Letters to the editor – Saturday – 9-24-16

Published 12:00 am Saturday, September 24, 2016

Honor Guard represented North Carolina well

This past Aug. 25-29, I had the honor of taking a drill team from the Rowan County Veterans Honor Guard to Ohio to defend our national title in advancing and retrieving the colors. Although we lost to California by eight-tenths of a point, we can hold our heads high for representing the state of North Carolina.

I could not have asked for a harder-working, more dedicated team. In addition to conducting 299 funerals last year, we were asked to present colors at Catawba football, Carson football and graduation, post colors for the American Legion State Convention and three games of the Legion World Series in Shelby. We still carved out time to practice, beginning in January, for the national competition in August.

Team members consist of Charles Cauble, Charles Quinn, James Douglas, Harold Andrews, Lewis Reid, John Pharr and myself.

— Bill Lane

Salisbury

Nearing time to act

If you have not been watching TV (there may be one person “high on a top in Tennessee”), let that lone uninformed soul know that a presidential election campaign is burning the ears of the populace, but that populace must make a decision to choose America’s leader for the next four years.

Our planet is in a world of hurt, so our new leader will face a mess, in America’s geopolitical and domestic situations. Our chosen leader will face all the actions all the previous presidents have left us to solve, especially the last two administrations, for example the $8 trillion borrowed and spent with no plan to pay it back to our debtors (guess we will have to give all our national parks to our creditors). Woe is me.

Both leading nominees have a  bad set of baggage that goes with the candidate.

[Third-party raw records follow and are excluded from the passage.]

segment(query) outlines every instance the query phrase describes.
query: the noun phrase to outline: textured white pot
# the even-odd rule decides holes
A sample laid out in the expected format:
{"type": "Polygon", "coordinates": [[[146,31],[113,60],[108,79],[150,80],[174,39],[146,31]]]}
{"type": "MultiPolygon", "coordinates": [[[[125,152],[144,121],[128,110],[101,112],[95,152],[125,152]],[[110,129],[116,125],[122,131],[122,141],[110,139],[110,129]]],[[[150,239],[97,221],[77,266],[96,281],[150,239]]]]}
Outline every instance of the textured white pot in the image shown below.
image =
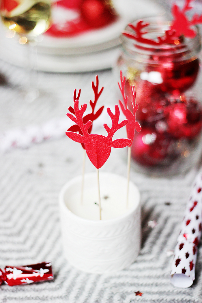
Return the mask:
{"type": "MultiPolygon", "coordinates": [[[[135,261],[140,250],[140,195],[138,189],[130,182],[129,207],[125,209],[123,214],[100,220],[98,219],[98,207],[95,205],[97,219],[91,220],[75,215],[69,209],[74,208],[74,199],[75,201],[75,199],[80,198],[81,181],[81,176],[72,179],[64,185],[60,194],[63,242],[66,257],[75,267],[89,272],[104,273],[122,269],[135,261]]],[[[113,198],[112,196],[114,195],[117,201],[117,208],[121,205],[124,207],[126,178],[118,175],[100,173],[100,182],[101,206],[102,203],[103,205],[105,203],[108,206],[107,202],[104,202],[102,197],[108,196],[113,198]]],[[[94,201],[96,198],[98,190],[96,174],[85,175],[84,186],[85,205],[89,199],[94,201]]],[[[94,202],[92,203],[94,205],[94,202]]],[[[104,207],[103,212],[104,216],[104,207]]],[[[107,217],[107,213],[106,217],[106,215],[107,217]]]]}

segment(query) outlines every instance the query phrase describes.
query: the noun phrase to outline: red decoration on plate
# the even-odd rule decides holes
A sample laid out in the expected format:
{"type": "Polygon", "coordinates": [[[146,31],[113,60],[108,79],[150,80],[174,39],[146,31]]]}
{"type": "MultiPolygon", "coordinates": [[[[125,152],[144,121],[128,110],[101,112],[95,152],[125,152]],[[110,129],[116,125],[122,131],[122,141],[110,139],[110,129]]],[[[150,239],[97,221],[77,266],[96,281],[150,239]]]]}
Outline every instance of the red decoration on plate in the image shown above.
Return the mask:
{"type": "Polygon", "coordinates": [[[94,28],[104,26],[114,19],[111,8],[104,0],[83,0],[81,10],[84,19],[94,28]]]}
{"type": "Polygon", "coordinates": [[[119,89],[121,93],[124,102],[124,105],[122,102],[119,100],[119,105],[123,112],[123,114],[126,119],[128,120],[128,123],[126,124],[126,131],[127,135],[129,139],[131,140],[131,143],[128,145],[130,147],[133,143],[135,130],[136,129],[137,132],[139,132],[141,130],[141,127],[139,123],[135,121],[135,114],[138,109],[138,104],[136,103],[135,96],[135,89],[134,86],[131,85],[131,93],[132,96],[133,101],[130,100],[130,107],[132,111],[130,110],[128,108],[128,96],[125,95],[125,86],[126,84],[126,77],[123,78],[122,71],[120,72],[120,79],[121,85],[118,82],[119,89]]]}
{"type": "Polygon", "coordinates": [[[1,272],[2,279],[9,286],[53,279],[52,264],[48,261],[25,266],[6,266],[4,272],[1,272]]]}
{"type": "Polygon", "coordinates": [[[141,292],[138,290],[138,291],[134,291],[134,293],[135,294],[136,296],[140,296],[141,297],[142,296],[142,295],[143,295],[143,292],[141,292]]]}
{"type": "Polygon", "coordinates": [[[9,13],[19,4],[19,3],[15,0],[2,0],[1,10],[9,13]]]}
{"type": "Polygon", "coordinates": [[[109,25],[118,18],[104,0],[59,0],[53,4],[52,11],[55,19],[45,34],[57,37],[75,37],[109,25]]]}
{"type": "MultiPolygon", "coordinates": [[[[102,87],[100,91],[100,92],[98,92],[98,86],[99,85],[99,79],[98,79],[98,76],[97,75],[96,76],[96,85],[95,85],[93,81],[92,82],[92,87],[93,88],[93,91],[94,92],[94,93],[95,95],[94,102],[92,102],[91,100],[90,100],[89,102],[90,105],[92,108],[92,112],[90,114],[88,114],[88,115],[86,115],[86,116],[85,116],[83,118],[83,121],[84,124],[85,124],[86,123],[88,122],[88,121],[89,121],[89,120],[90,121],[92,121],[92,124],[91,125],[91,126],[90,126],[88,130],[88,134],[90,134],[91,132],[91,131],[92,130],[92,128],[93,126],[93,122],[95,120],[96,120],[96,119],[102,113],[102,111],[103,110],[103,109],[104,108],[104,105],[101,106],[100,108],[99,108],[96,113],[95,114],[94,114],[94,111],[95,109],[95,105],[96,105],[97,103],[97,102],[102,92],[102,91],[104,89],[104,88],[103,87],[102,87]]],[[[79,99],[80,95],[81,89],[79,89],[78,93],[78,95],[77,97],[76,96],[76,89],[75,89],[74,93],[74,104],[76,100],[78,100],[79,99]]],[[[70,106],[68,109],[70,112],[71,112],[72,114],[73,114],[74,115],[75,115],[75,110],[74,108],[71,107],[71,106],[70,106]]],[[[70,127],[69,128],[68,128],[67,130],[67,131],[74,132],[78,132],[79,134],[80,134],[80,135],[83,135],[83,133],[82,132],[81,128],[77,124],[75,124],[74,125],[72,125],[72,126],[71,126],[71,127],[70,127]]],[[[83,143],[82,143],[81,145],[82,145],[83,148],[85,149],[84,144],[83,143]]]]}
{"type": "Polygon", "coordinates": [[[88,131],[92,125],[92,122],[89,121],[84,124],[83,115],[85,112],[87,105],[84,103],[79,109],[78,101],[76,100],[74,105],[76,118],[71,114],[67,115],[70,119],[76,123],[79,127],[83,135],[72,132],[67,132],[66,135],[70,139],[80,143],[83,143],[86,153],[90,160],[97,168],[99,168],[105,163],[109,158],[111,152],[111,148],[122,148],[127,146],[131,143],[131,140],[122,138],[112,141],[112,138],[117,130],[124,126],[127,123],[127,120],[124,120],[119,124],[118,119],[120,112],[118,105],[115,105],[115,113],[112,113],[110,109],[107,108],[108,114],[112,121],[112,126],[110,128],[105,123],[104,126],[108,133],[107,137],[95,134],[89,134],[88,131]]]}

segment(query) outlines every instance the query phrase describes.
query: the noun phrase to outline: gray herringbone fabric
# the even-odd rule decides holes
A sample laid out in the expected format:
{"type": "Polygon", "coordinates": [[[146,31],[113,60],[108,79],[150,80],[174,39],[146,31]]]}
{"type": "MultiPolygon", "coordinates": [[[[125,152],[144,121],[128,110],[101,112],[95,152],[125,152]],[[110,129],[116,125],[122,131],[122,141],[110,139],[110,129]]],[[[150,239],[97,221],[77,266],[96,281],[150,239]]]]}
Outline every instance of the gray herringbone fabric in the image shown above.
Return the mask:
{"type": "MultiPolygon", "coordinates": [[[[64,117],[72,104],[74,89],[81,88],[81,101],[93,97],[95,73],[39,75],[45,94],[31,103],[22,99],[18,86],[25,83],[21,69],[0,62],[11,86],[0,87],[0,130],[42,123],[64,117]]],[[[117,102],[110,71],[98,73],[105,87],[101,103],[117,102]]],[[[67,118],[67,119],[68,118],[67,118]]],[[[142,248],[129,268],[111,275],[96,275],[71,266],[63,254],[58,196],[63,184],[81,173],[82,150],[67,137],[14,149],[1,155],[0,169],[0,267],[53,262],[53,281],[1,287],[0,302],[39,303],[129,303],[202,302],[202,250],[199,248],[196,279],[187,289],[174,288],[169,275],[172,256],[192,183],[193,169],[185,177],[155,178],[136,173],[131,178],[141,195],[142,248]],[[165,202],[169,202],[165,204],[165,202]],[[147,222],[155,220],[153,229],[147,222]],[[134,291],[143,293],[135,296],[134,291]]],[[[101,169],[126,176],[127,150],[114,149],[101,169]]],[[[88,159],[87,172],[94,168],[88,159]]]]}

Hill has bad baggage that dates back to the days of Arkansas land deals, as well, high dealings; her failed work to get legislation through Congress for health insurance. She was a New York senator who did nothing, a secretary of state who messed up there, including loss of several thousand e-mails (many classified, more on that later) and lost four Americans in Libya who could have been saved (later on that).

Ole Don is no saint either — big mouth, easily makes enemies, has big plans. It seems only Don knows how to fix the problems. He cites problems that need fixing and those problems may be too big to fix. Like the idea Don has no political bureaucratic experience.

Hill had too darn much political bureaucratic experience. Give Don a chance to try something different. He cannot be worse than what we possibly face — a 12-span political train wreck.

— Tyrus Cobb Jr.

Salisbury

NCAA shows hypocrisy

China, a country with a record on human rights that is on par with some of the most hateful groups in world history, is a place where the NCAA pushes hard for games.

According to a human rights report for 2015, China not only punishes peaceful protests, but also has arrested and interrogated attorneys and activists of human rights. The Chinese government has labeled these advocates of democracy as criminals.

Yet, the same NCAA — not to mention the NBA — that sanctioned a game in China and has been pushing for more games in the country will both pull championships from North Carolina yet stay completely silent on China’s record.

What does this tell you about the NCAA? They will stay silent in order to make money. Liberal hypocrisy at its finest.